In J.R. Simplot Co., 67 LA 645, an employee discharge was upheld for bringing a snake into a working area. The snake was seen by a fellow employee who had a great fear of snakes and also a heart condition. As Arbitrator Wiggins concluded:
It is not enough to say that no actual injury or harm occurred, referred to B____'s testimony that he experienced no heart palpitations. It is impossible for *770 anyone to say that B____ suffered no damage whatsoever from the incident, even though there were no apparent physical manifestations at the time.
More important is the real potential that B____ could have suffered a serious or possibly fatal heart attack from the unexpected sight of the snake occurring, as it did, at a busy work location which is possibly the last place an individual frightened of snakes would expect to encounter one. It was fortuitous that the more serious consequences did not occur since, otherwise, in addition to the remorse and contriteness which would have been experienced by all concerned, both S____ and the Company could have faced liability claims. 67 LA 653.

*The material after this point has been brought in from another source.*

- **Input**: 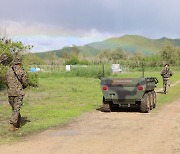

In contrast to Simplot, the careless behavior on the part of the plaintiff actually resulted in permanent injury to a fellow employee.
Other sources of assistance to the court in determining whether just cause existed are the findings of the Indiana Unemployment Security Division Appeals Referee as to Hardesty's eligibility for unemployment compensation benefits and the Regional Director's findings as to Hardesty's charge before the National Labor Relations Board. Both the Indiana Unemployment Compensation Appeals Referee and the Regional Director of the National Labor Relations Board found that Essex had just cause to terminate Hardesty. State and federal agency determinations that just cause existed to discharge Hardesty are not res judicata. Smith v. Local No. 25, 500 F.2d 741, 748, n. 4 (5th Cir.1974). However, express findings by such agencies are not to be ignored and, absent evidence to the contrary, should be given considerable weight. Id. This is particularly so in this case, where the Unemployment Compensation Boards' primary function is to determine whether just cause exists for discharge. The state agency found not only that Hardesty hit Keller in the eye with the lighter, but concluded that he "was discharged from his employment for just cause, as claimant's [Hardesty's] conduct endangered the safety of co-workers." (Defendant Ex. G). The Regional Director of the N.L.R.B., in his summary report, found that Hardesty was not discharged for engaging in legally protected activities and that "the employer [Essex] proffered reasonable cause for the discharge", e.g., discharge for causing serious injury to Keller. (Defendant Ex. F).
Based upon the above, it is readily apparent that Essex had just and reasonable cause to terminate the plaintiff for carelessly causing serious injury to a fellow employee. Under the circumstances of this case, it is clear that the plaintiff was discharged for just cause under the collective bargaining agreement and Essex is, therefore, entitled to a judgment in its favor.
Judgment shall enter in favor of all defendants and against the plaintiff. Each party will bear its own costs.NOTES
[*] At Tr. 299, the name of this book is mistranscribed as "Law Arbitration Works, the Third Division."
[**] Loveless testified that he did speak to Bill Pence, another eye witness. Both Delph and Homer Phipps spoke to Hardesty. Davy testified that he always relies on his local committee to conduct investigations and take the facts as they are presented to him. (Tr. 258, 310).